A small high-pressure system had created itself in my path and by the time I had information about it it was too late to avoid it. Not that I have much manoeuvring space as I have to stay north of this waypoint of 44S 000E/W, which prevents me diving south where the winds are favourable. That wayline must have cost me a good day so far, perhaps more as I could have dived south a couple of days ago if it had not been there.
So last night was a sit and listen to slatting sails on Saga Insurance and keep chasing every wisp of wind to try and create movement. Whilst I was doing that, everyone else was making progress, the leaders averaging 10 knots more than us. I am now quite tired and still awaiting some wind. This is where I miss the windex, the little wind arrow at the masthead which blew off soon after leaving Corunna, as I can see exactly what the wind is really doing. I also miss a nice mainsail shape which we have not had since the battens broke.
It took ages to get across the 40th parallel and officially into the Southern Ocean, but Saga Insurance drifted slowly over it at 1515 GMT. I have a feeling that either those who went before over rewarded Neptune, or he has heard I no longer have any whisky with which to propitiate him and so has turned his back on me.

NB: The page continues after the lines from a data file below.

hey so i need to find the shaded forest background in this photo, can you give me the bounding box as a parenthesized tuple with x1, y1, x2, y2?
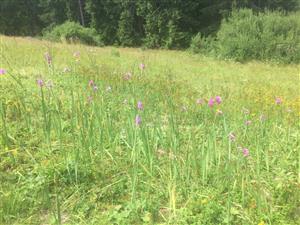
(0, 0, 299, 48)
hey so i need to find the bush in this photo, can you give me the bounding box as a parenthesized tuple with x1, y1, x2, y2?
(215, 9, 300, 63)
(189, 33, 215, 54)
(43, 21, 103, 46)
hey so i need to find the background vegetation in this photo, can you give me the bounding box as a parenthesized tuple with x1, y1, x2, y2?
(0, 0, 299, 63)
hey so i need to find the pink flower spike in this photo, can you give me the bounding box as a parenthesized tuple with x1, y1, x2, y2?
(137, 101, 143, 110)
(37, 79, 44, 87)
(215, 96, 222, 104)
(208, 98, 214, 107)
(0, 68, 6, 75)
(135, 115, 141, 126)
(139, 63, 145, 70)
(242, 148, 249, 157)
(275, 97, 282, 105)
(88, 80, 94, 87)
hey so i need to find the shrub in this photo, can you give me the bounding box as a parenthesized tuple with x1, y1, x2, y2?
(215, 9, 300, 63)
(189, 33, 215, 54)
(43, 21, 103, 46)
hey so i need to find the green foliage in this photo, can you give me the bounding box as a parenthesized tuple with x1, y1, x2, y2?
(38, 0, 69, 28)
(43, 21, 103, 46)
(85, 0, 120, 45)
(164, 11, 189, 49)
(189, 33, 215, 54)
(1, 0, 300, 66)
(233, 0, 300, 11)
(0, 36, 299, 224)
(1, 0, 299, 57)
(142, 12, 166, 49)
(215, 9, 300, 63)
(0, 0, 42, 35)
(117, 9, 136, 46)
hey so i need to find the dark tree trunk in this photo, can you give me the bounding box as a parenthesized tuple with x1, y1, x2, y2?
(78, 0, 85, 26)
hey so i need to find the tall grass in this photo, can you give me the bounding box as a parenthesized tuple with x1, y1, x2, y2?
(0, 36, 299, 224)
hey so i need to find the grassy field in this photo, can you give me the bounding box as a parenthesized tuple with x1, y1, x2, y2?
(0, 35, 299, 225)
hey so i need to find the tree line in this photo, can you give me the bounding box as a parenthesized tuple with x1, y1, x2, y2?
(0, 0, 299, 48)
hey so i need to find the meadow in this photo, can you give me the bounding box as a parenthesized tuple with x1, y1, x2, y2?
(0, 36, 299, 225)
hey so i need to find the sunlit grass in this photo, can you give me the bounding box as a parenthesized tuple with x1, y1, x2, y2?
(0, 35, 299, 225)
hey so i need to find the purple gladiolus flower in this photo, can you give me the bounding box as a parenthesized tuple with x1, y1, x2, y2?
(208, 98, 214, 107)
(215, 96, 222, 104)
(275, 97, 282, 105)
(135, 115, 141, 126)
(139, 63, 145, 70)
(44, 52, 52, 65)
(137, 101, 143, 110)
(242, 148, 249, 157)
(0, 68, 6, 75)
(37, 79, 44, 87)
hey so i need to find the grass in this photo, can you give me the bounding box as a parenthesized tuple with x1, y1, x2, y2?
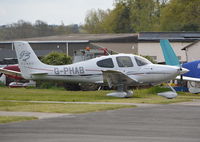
(0, 86, 199, 104)
(0, 87, 112, 102)
(0, 116, 37, 124)
(0, 101, 135, 113)
(0, 86, 199, 123)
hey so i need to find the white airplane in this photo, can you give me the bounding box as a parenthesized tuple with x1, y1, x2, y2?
(2, 41, 189, 98)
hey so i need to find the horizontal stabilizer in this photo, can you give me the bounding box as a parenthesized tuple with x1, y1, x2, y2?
(0, 68, 22, 78)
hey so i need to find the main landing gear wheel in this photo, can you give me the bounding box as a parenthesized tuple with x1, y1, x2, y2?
(106, 84, 133, 98)
(106, 91, 133, 98)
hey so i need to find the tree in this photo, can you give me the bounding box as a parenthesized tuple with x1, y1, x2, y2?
(35, 20, 54, 36)
(83, 0, 134, 33)
(108, 0, 134, 33)
(41, 51, 72, 65)
(83, 0, 162, 33)
(37, 52, 73, 89)
(83, 9, 110, 33)
(130, 0, 161, 32)
(0, 20, 34, 40)
(160, 0, 200, 31)
(0, 20, 81, 40)
(15, 20, 34, 38)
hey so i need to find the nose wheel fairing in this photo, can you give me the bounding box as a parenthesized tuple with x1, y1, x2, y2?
(157, 83, 177, 99)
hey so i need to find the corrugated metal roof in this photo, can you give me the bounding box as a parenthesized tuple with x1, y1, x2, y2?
(15, 33, 137, 41)
(0, 40, 89, 44)
(139, 32, 200, 41)
(1, 32, 200, 44)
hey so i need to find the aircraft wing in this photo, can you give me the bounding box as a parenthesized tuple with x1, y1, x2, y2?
(0, 68, 22, 78)
(102, 70, 138, 88)
(176, 76, 200, 82)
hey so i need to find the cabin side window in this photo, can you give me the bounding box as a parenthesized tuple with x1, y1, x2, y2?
(116, 56, 133, 67)
(97, 58, 114, 68)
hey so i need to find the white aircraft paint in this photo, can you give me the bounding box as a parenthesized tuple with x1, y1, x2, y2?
(5, 41, 189, 98)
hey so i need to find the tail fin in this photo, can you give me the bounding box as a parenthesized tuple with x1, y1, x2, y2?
(14, 41, 47, 79)
(160, 39, 180, 66)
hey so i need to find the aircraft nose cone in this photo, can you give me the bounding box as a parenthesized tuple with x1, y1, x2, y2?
(179, 68, 189, 75)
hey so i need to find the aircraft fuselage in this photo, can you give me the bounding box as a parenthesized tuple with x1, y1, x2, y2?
(21, 54, 186, 86)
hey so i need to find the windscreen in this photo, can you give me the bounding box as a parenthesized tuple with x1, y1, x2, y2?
(135, 56, 151, 66)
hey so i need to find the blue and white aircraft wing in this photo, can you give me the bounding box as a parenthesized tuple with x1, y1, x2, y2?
(176, 76, 200, 82)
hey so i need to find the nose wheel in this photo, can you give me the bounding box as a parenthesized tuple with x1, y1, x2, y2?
(157, 83, 177, 99)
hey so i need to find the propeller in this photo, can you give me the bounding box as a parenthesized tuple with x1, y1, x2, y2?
(178, 63, 189, 91)
(179, 64, 184, 91)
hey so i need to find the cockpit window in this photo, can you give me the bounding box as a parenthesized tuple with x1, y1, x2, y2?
(116, 56, 133, 67)
(97, 58, 114, 68)
(135, 56, 151, 66)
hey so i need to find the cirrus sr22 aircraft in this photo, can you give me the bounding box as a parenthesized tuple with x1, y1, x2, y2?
(2, 41, 189, 98)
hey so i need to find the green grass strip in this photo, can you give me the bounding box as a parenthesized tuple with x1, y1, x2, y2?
(0, 86, 199, 104)
(0, 116, 37, 124)
(0, 101, 135, 113)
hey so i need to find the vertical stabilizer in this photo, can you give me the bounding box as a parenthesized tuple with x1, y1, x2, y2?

That is not very nice after all these years!. So here we are, in the Roaring Forties, and becalmed!
I think I have had headwinds now 80% of the time since leaving Corunna which is quite ridiculous. I thought I had got passed the South Atlantic High the day before yesterday, but it seems to have divided itself in order to ambush me. Anyway, it all means further delays and there is not a thing I can do about it. At some stage it will get tired of being difficult, but until it does I just have to sit and wait that happy moment. It is time the dice stopped rolling 9’s and gave me a few aces.
Anyway I did penance and baled out the compartment ahead of the sail locker. It does not have a lot of water in it, but oil has leaked from the pump for the hydraulic tensioner on the inner forestay so its a bit messy. The forestay is lashed as a result with Spectra as it is a vital part of the mast support. Anyway, 20 buckets of water came out, a saving of 200 pounds in weight, each one carefully lifted from the compartment, carried over the sails, and there is only 4 feet between the ballast tank and the deckhead, tipped out. Not sure it has made any difference but I feel better for having done it.
Spoke with Alex Thomson and Mike Golding yesterday who sounded remarkably cheerful considering their experiences, which would have ground down lesser people. They hope to make Cape Town today, so have a cold one for me chaps.
The only good news today is that I have found another pot of gentleman’s relish. Hopefully the wind will come up soon. It is due to come from the east would you believe, but even that will be better than nothing.”